The good news is that with the knowledge and understanding of the root causes of these issues, we can bring change and healing to our lives.  Hi, I’m Liz Hawkins and I’m a recovering Adult Child of an Alcoholic.

 

When your mother is ACOA

Bestselling author, speaker, and healer, Lisa Romano wrote an interesting article, which gave me further insight into my mother, who is also an adult child of an alcoholic (ACOA).

She said if your mother was emotionally neglected as a child because of her father’s alcoholism, she may be unaware to the extent of just how disconnected she is to her own self.  When a childhood is lived saturated in fear, survival is often the only thing on a child’s mind.  Because the basic instincts of the child must be on hyper-drive, in order to simply survive, there is little time to mature emotionally, and to connect to the spiritual side of self.

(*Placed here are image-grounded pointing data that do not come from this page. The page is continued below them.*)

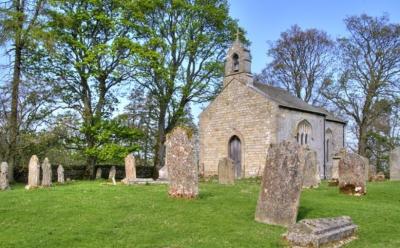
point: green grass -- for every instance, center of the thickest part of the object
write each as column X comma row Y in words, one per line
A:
column 94, row 214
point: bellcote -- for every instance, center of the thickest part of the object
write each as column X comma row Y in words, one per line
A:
column 238, row 62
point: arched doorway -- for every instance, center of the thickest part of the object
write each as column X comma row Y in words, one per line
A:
column 235, row 153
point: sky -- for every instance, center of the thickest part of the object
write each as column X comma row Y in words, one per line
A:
column 264, row 20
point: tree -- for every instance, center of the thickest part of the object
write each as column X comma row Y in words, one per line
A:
column 369, row 74
column 18, row 23
column 186, row 43
column 301, row 63
column 90, row 47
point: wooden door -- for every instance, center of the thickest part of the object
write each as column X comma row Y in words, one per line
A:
column 235, row 153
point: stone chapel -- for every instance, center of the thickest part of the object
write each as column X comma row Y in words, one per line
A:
column 248, row 115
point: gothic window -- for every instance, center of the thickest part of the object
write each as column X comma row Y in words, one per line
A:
column 329, row 143
column 235, row 62
column 303, row 132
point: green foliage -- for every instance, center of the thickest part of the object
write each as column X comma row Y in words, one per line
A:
column 114, row 140
column 85, row 214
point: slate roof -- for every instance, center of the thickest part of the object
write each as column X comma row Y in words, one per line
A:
column 286, row 100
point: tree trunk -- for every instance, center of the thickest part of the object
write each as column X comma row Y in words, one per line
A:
column 13, row 121
column 160, row 148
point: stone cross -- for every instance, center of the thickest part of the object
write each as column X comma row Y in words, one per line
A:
column 281, row 185
column 311, row 177
column 4, row 183
column 111, row 175
column 352, row 175
column 394, row 161
column 182, row 169
column 60, row 174
column 130, row 169
column 226, row 171
column 34, row 173
column 98, row 173
column 47, row 173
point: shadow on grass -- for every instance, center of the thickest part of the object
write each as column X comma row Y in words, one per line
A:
column 302, row 213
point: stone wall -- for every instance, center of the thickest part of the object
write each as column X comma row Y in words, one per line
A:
column 242, row 111
column 288, row 122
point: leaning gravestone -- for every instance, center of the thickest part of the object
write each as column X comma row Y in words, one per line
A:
column 395, row 164
column 334, row 232
column 281, row 185
column 226, row 171
column 130, row 169
column 311, row 177
column 352, row 176
column 111, row 175
column 60, row 174
column 4, row 183
column 47, row 173
column 182, row 170
column 34, row 173
column 98, row 173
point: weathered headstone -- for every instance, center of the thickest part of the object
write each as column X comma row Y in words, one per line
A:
column 321, row 232
column 130, row 169
column 163, row 173
column 352, row 176
column 34, row 173
column 182, row 169
column 226, row 171
column 4, row 183
column 111, row 175
column 311, row 177
column 98, row 173
column 60, row 174
column 281, row 185
column 47, row 173
column 395, row 164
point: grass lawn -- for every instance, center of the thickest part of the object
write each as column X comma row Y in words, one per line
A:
column 94, row 214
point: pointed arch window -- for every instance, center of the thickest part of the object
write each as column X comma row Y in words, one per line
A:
column 303, row 132
column 235, row 62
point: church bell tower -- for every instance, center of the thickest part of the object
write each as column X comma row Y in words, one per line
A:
column 238, row 63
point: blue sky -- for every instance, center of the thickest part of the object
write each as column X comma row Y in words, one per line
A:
column 264, row 20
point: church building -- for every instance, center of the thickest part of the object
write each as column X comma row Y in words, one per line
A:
column 248, row 115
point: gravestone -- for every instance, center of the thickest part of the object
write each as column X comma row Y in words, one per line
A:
column 34, row 173
column 395, row 164
column 163, row 173
column 47, row 173
column 334, row 232
column 311, row 177
column 182, row 169
column 281, row 185
column 111, row 175
column 226, row 171
column 4, row 183
column 60, row 174
column 98, row 173
column 352, row 176
column 130, row 169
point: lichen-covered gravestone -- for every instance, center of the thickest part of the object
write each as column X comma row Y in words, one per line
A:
column 130, row 169
column 311, row 177
column 98, row 173
column 4, row 183
column 226, row 171
column 352, row 176
column 111, row 175
column 281, row 185
column 60, row 174
column 47, row 173
column 34, row 173
column 182, row 170
column 395, row 164
column 334, row 232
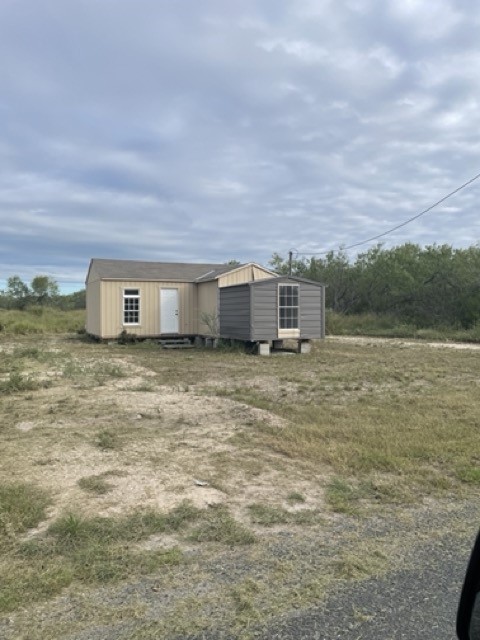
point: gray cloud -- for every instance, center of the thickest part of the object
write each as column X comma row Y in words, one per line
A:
column 195, row 131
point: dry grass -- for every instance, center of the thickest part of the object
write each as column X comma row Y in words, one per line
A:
column 136, row 458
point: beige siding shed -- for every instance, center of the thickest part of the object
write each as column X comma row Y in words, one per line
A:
column 151, row 299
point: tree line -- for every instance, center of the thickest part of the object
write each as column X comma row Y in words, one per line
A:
column 42, row 291
column 427, row 286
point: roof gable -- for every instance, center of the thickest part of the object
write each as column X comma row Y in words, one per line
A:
column 106, row 269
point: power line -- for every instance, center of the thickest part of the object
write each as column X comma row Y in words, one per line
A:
column 399, row 226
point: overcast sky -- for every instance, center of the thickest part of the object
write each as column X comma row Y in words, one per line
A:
column 210, row 130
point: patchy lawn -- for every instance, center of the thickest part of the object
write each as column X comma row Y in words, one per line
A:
column 150, row 493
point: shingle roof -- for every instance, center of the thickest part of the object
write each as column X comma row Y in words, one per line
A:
column 173, row 271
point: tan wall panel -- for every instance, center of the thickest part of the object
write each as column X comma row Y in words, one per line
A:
column 207, row 294
column 112, row 308
column 244, row 274
column 93, row 323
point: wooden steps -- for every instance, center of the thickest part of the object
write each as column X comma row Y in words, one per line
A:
column 176, row 343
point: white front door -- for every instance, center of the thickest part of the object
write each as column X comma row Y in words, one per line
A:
column 168, row 310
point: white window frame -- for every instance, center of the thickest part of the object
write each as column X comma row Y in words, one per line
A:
column 288, row 332
column 129, row 297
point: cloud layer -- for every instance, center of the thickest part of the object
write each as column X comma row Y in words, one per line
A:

And when she has children of her own, she parents blindly and detached from any notion that she is disconnected emotionally from within at all.  As a result – many times ACOA mothers are unable to form authentic paternal bonds with their children – simply because they are totally clueless as to what they are not giving their them.

The transformational journey on the road of self-awareness is powerful.  Hi, I’m Liz Hawkins and I’m a recovering Adult Child of an Alcoholic.

The Generational Curse

Many of us grew up in a home with at least one parent who suffered from alcoholism.  For me, it was my father.  Parents with drinking problem adversely affected the lives of their children well into their adult years.

There is much evidence that parents who drank in excess were most likely depressed.  This method for self-medication for depression often backfired.  It certainly did for my father.

My brothers and I, living within the same family circumstances, responded differently to having an alcoholic parent.  One also became an alcoholic, one became a drug addict, and one a food addict.  My mother, also adult child of an alcoholic, had food and weight issues.  It’s like a generational curse.

The good news is that curses can be broken.  The key to moving on is not to blame but to be conscious of the role our parents had in shaping our current life choices.  It is possible to break the family patterns by coping with our depression in health ways such as reaching out and gaining support.

Hi, I’m Liz Hawkins and I’m a recovering Adult Child of an Alcoholic.